Illinois plans to offer $800 million of tax-exempt and taxable general-obligation bonds in a competitive sale April 2, its first since becoming Standard & Poor’s lowest-rated U.S. state.
The $450 million of tax-exempt securities and $350 million of taxable debt will be sold the same day, according to offering documents released yesterday. The bonds will mature from 2014 to 2038 and proceeds will pay for road, rail and school projects.
The fifth-most-populous state postponed a $500 million offering Jan. 30, five days after S&P cut the rating on its debt to A-, six steps below AAA. It is the lowest grade among U.S. states. The state cited unfavorable market conditions as reason for the delay.
“After we postponed the sale earlier this year, we opted to wait” until after Democratic Governor Pat Quinn presented his budget, Abdon Pallasch, assistant budget director, said in an e-mail. The deal increased to $800 million because the state has “more projects ready to get under way now at the start of construction season.”
The state this week settled with the U.S. Securities and Exchange Commission over fraud charges, the second state to do so. The regulator said Illinois misled bond investors from 2005 to 2009 about shortfalls in retirement funds.

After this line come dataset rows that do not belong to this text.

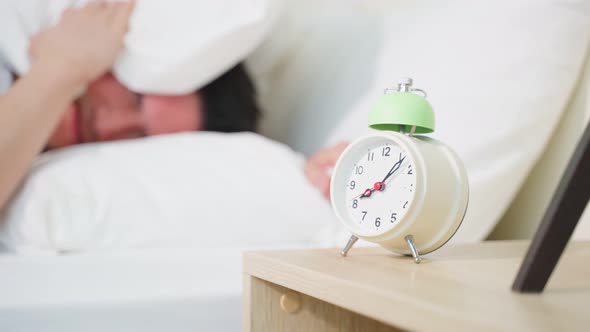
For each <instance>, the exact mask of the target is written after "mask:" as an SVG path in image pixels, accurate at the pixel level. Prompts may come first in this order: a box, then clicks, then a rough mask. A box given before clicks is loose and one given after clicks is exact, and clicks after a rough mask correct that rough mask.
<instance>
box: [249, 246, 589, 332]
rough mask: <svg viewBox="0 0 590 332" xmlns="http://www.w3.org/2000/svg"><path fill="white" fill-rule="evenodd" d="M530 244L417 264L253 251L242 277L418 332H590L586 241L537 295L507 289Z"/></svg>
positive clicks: (437, 256) (557, 267) (456, 254)
mask: <svg viewBox="0 0 590 332" xmlns="http://www.w3.org/2000/svg"><path fill="white" fill-rule="evenodd" d="M527 246H528V242H524V241H493V242H484V243H480V244H473V245H448V246H446V247H443V248H442V249H440V250H438V251H436V252H434V253H432V254H429V255H426V256H424V258H425V259H424V261H423V262H422V263H421V264H414V263H413V261H412V259H411V258H409V257H401V256H397V255H395V254H393V253H390V252H388V251H386V250H384V249H382V248H380V247H356V248H353V249H352V250H351V251H350V253H349V256H348V257H341V256H340V255H339V253H338V251H339V250H338V249H313V250H284V251H255V252H246V253H245V254H244V272H245V273H246V274H249V275H251V276H254V277H257V278H260V279H263V280H266V281H269V282H271V283H274V284H278V285H281V286H284V287H287V288H290V289H292V290H295V291H298V292H301V293H303V294H307V295H309V296H312V297H315V298H317V299H320V300H322V301H325V302H329V303H332V304H334V305H337V306H339V307H342V308H345V309H348V310H350V311H353V312H356V313H359V314H361V315H364V316H367V317H369V318H372V319H375V320H377V321H380V322H383V323H385V324H388V325H391V326H395V327H398V328H402V329H408V330H419V331H590V241H588V242H574V243H571V244H570V245H569V247H568V248H567V250H566V252H565V255H564V256H563V257H562V258H561V260H560V263H559V264H558V266H557V268H556V271H555V272H554V273H553V275H552V277H551V279H550V281H549V284H548V285H547V288H546V289H545V292H544V293H542V294H540V295H534V294H518V293H514V292H512V291H511V290H510V287H511V284H512V282H513V280H514V277H515V276H516V272H517V270H518V267H519V265H520V263H521V261H522V258H523V255H524V253H525V252H526V249H527Z"/></svg>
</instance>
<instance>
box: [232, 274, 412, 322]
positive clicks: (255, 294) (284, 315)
mask: <svg viewBox="0 0 590 332" xmlns="http://www.w3.org/2000/svg"><path fill="white" fill-rule="evenodd" d="M244 296H245V297H248V298H249V301H245V303H244V306H247V308H244V316H249V317H244V326H243V330H244V331H253V332H259V331H272V332H274V331H284V332H289V331H305V332H307V331H329V332H331V331H334V332H335V331H355V332H364V331H378V332H394V331H400V330H398V329H396V328H393V327H390V326H387V325H385V324H383V323H380V322H378V321H375V320H373V319H370V318H367V317H365V316H362V315H359V314H357V313H354V312H352V311H349V310H346V309H343V308H340V307H338V306H335V305H333V304H330V303H328V302H324V301H321V300H318V299H316V298H314V297H311V296H307V295H305V294H301V293H299V292H296V291H292V290H290V289H288V288H285V287H282V286H279V285H276V284H273V283H270V282H268V281H264V280H262V279H258V278H256V277H252V276H249V275H244ZM248 313H249V314H248Z"/></svg>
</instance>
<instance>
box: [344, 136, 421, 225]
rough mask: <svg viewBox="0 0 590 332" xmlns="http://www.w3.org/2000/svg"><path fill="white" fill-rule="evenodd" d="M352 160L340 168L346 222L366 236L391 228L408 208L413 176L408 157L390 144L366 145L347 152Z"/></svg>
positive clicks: (375, 142)
mask: <svg viewBox="0 0 590 332" xmlns="http://www.w3.org/2000/svg"><path fill="white" fill-rule="evenodd" d="M350 152H351V153H352V155H353V156H354V157H353V158H352V159H350V161H349V162H348V163H345V164H343V165H341V166H342V167H344V168H348V170H345V169H343V170H342V171H344V172H345V173H346V174H347V175H348V178H347V179H346V177H343V179H346V183H342V184H340V185H341V186H343V187H344V190H345V194H344V198H345V201H346V210H347V211H346V213H347V215H348V217H349V222H353V223H355V224H356V226H357V227H360V228H361V229H362V230H363V231H364V232H365V233H366V234H367V235H377V234H381V233H383V232H386V231H388V230H390V229H392V228H393V227H395V226H396V225H397V224H398V223H399V222H400V220H403V218H404V216H405V215H406V213H407V212H408V210H409V209H410V207H411V206H412V202H413V200H414V197H415V192H416V172H417V171H418V170H417V169H416V167H415V164H414V161H413V160H412V158H411V155H410V154H409V153H408V151H406V150H405V149H404V148H403V147H402V146H400V145H398V144H396V143H395V142H394V141H393V140H390V139H387V138H379V139H376V140H375V139H373V140H370V141H367V142H366V144H361V145H360V146H358V147H356V148H355V149H353V150H351V151H350Z"/></svg>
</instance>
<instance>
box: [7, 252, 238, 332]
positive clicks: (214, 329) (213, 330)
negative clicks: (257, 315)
mask: <svg viewBox="0 0 590 332" xmlns="http://www.w3.org/2000/svg"><path fill="white" fill-rule="evenodd" d="M0 271H2V272H0V294H2V295H1V296H0V331H239V330H240V329H241V287H242V273H241V251H240V250H239V249H207V250H202V251H197V250H194V249H193V250H186V249H164V250H162V249H158V250H155V249H154V250H152V249H150V250H138V251H127V252H123V253H121V252H119V253H91V254H69V255H59V256H52V255H47V256H45V255H36V256H20V255H19V256H17V255H12V254H0Z"/></svg>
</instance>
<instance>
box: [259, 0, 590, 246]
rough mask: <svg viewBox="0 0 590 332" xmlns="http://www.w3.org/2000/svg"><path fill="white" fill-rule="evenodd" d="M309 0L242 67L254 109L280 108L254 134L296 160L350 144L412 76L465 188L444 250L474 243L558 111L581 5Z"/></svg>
mask: <svg viewBox="0 0 590 332" xmlns="http://www.w3.org/2000/svg"><path fill="white" fill-rule="evenodd" d="M312 2H313V1H311V0H303V1H298V2H290V3H289V5H290V6H291V7H294V9H287V8H286V9H285V11H283V14H282V15H283V16H282V17H281V19H280V21H281V22H286V23H287V24H289V25H288V26H287V27H288V28H282V29H277V30H276V31H278V32H279V33H283V34H285V36H281V35H273V36H271V38H270V39H269V40H268V42H266V43H265V44H263V46H262V47H261V48H259V49H258V50H257V51H256V52H255V54H254V56H253V59H252V60H251V61H250V63H251V64H252V65H251V67H252V68H253V69H254V70H253V72H254V73H256V75H257V76H258V77H260V79H262V80H263V82H266V84H265V85H263V86H264V87H265V89H264V90H263V95H262V97H263V98H262V105H264V106H266V107H268V108H269V109H270V110H273V111H274V110H277V109H280V110H281V112H280V113H270V114H269V116H267V117H266V118H265V119H264V121H265V123H263V126H262V128H263V129H264V130H265V133H268V134H269V135H270V136H271V137H273V138H275V139H278V140H280V141H283V142H286V143H287V144H289V145H291V146H294V147H295V148H296V149H299V150H301V151H304V152H306V153H311V152H313V151H316V150H317V149H319V148H321V147H324V146H327V145H331V144H334V143H336V142H337V141H339V140H351V139H353V138H356V137H359V136H361V135H364V134H366V133H367V131H369V129H368V128H367V112H368V109H369V108H370V106H371V105H372V103H373V102H374V101H375V100H376V99H377V98H378V97H379V95H381V94H382V93H383V90H384V88H386V87H392V86H394V84H395V83H396V81H397V80H398V79H399V78H400V77H404V76H409V77H413V78H414V81H415V85H416V87H418V88H422V89H425V90H426V91H427V92H428V95H429V97H428V99H429V100H430V101H431V103H432V104H433V106H434V110H435V114H436V120H437V125H436V126H437V128H436V131H435V133H434V135H433V136H434V137H435V138H438V139H440V140H442V141H444V142H446V143H447V144H449V145H450V146H451V147H452V148H454V150H456V151H457V152H458V154H459V155H460V157H461V158H462V159H463V161H464V162H465V165H466V167H467V171H468V174H469V178H470V186H471V192H470V202H469V208H468V212H467V216H466V218H465V222H464V223H463V225H462V226H461V228H460V229H459V231H458V233H457V234H456V236H455V237H454V238H453V240H454V241H469V242H471V241H479V240H482V239H484V238H485V237H486V235H487V234H488V233H489V231H490V230H491V229H492V228H493V227H494V225H495V224H496V222H497V221H498V220H499V218H500V217H501V216H502V214H503V213H504V211H505V210H506V208H507V207H508V205H509V204H510V202H511V200H512V198H513V197H514V195H515V193H516V192H517V190H518V189H519V187H520V186H521V184H522V182H523V180H524V179H525V177H526V176H527V174H528V172H529V170H530V169H531V167H532V166H533V165H534V163H535V161H536V160H537V158H538V157H539V155H540V154H541V152H542V151H543V149H544V146H545V144H546V142H547V141H548V139H549V137H550V136H551V133H552V131H553V130H554V128H555V126H556V125H557V123H558V121H559V118H560V115H561V113H562V111H563V109H564V108H565V107H566V105H567V102H568V98H569V96H570V94H571V93H572V91H573V87H574V84H575V82H576V80H577V78H578V76H579V74H580V68H581V65H582V61H583V57H584V54H585V53H586V51H587V47H588V41H589V40H590V2H588V1H587V0H574V1H571V0H544V1H537V0H519V1H494V2H484V3H482V2H478V1H475V2H474V1H421V2H403V3H402V2H392V1H373V2H368V1H365V2H338V3H336V2H334V1H326V2H324V4H325V5H324V6H320V7H319V8H318V9H317V10H315V11H314V12H313V13H311V12H309V11H305V8H306V6H308V5H309V3H312ZM296 15H298V16H296ZM351 27H353V28H351ZM273 31H274V30H273ZM285 39H286V40H290V41H291V43H290V44H288V45H285V43H284V42H283V40H285ZM367 49H368V50H370V51H369V52H368V51H367ZM287 50H288V51H287ZM260 59H264V61H260ZM342 118H344V120H343V121H341V119H342ZM334 124H337V125H334ZM334 127H336V128H335V129H334ZM303 133H304V134H303Z"/></svg>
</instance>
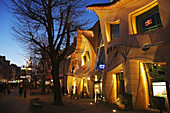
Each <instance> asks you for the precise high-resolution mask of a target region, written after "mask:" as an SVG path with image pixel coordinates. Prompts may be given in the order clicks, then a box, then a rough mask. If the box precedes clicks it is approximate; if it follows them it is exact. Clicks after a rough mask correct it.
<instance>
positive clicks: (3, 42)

Illinois has the weakest pension system among U.S. states, with just 39 percent of assets to cover projected obligations for five major groups of public employees, according to the Chicago-based Civic Federation, a nonprofit group that tracks government finance. The state also faces a backlog of $9 billion in unpaid bills.
Illinois and its localities pay the highest interest rate of 19 states tracked by Bloomberg. Investors demand a yield penalty of 1.3 percentage points above AAA securities to own debt of Illinois issuers, almost seven times the average in 2005, when the SEC said the inadequate disclosure began.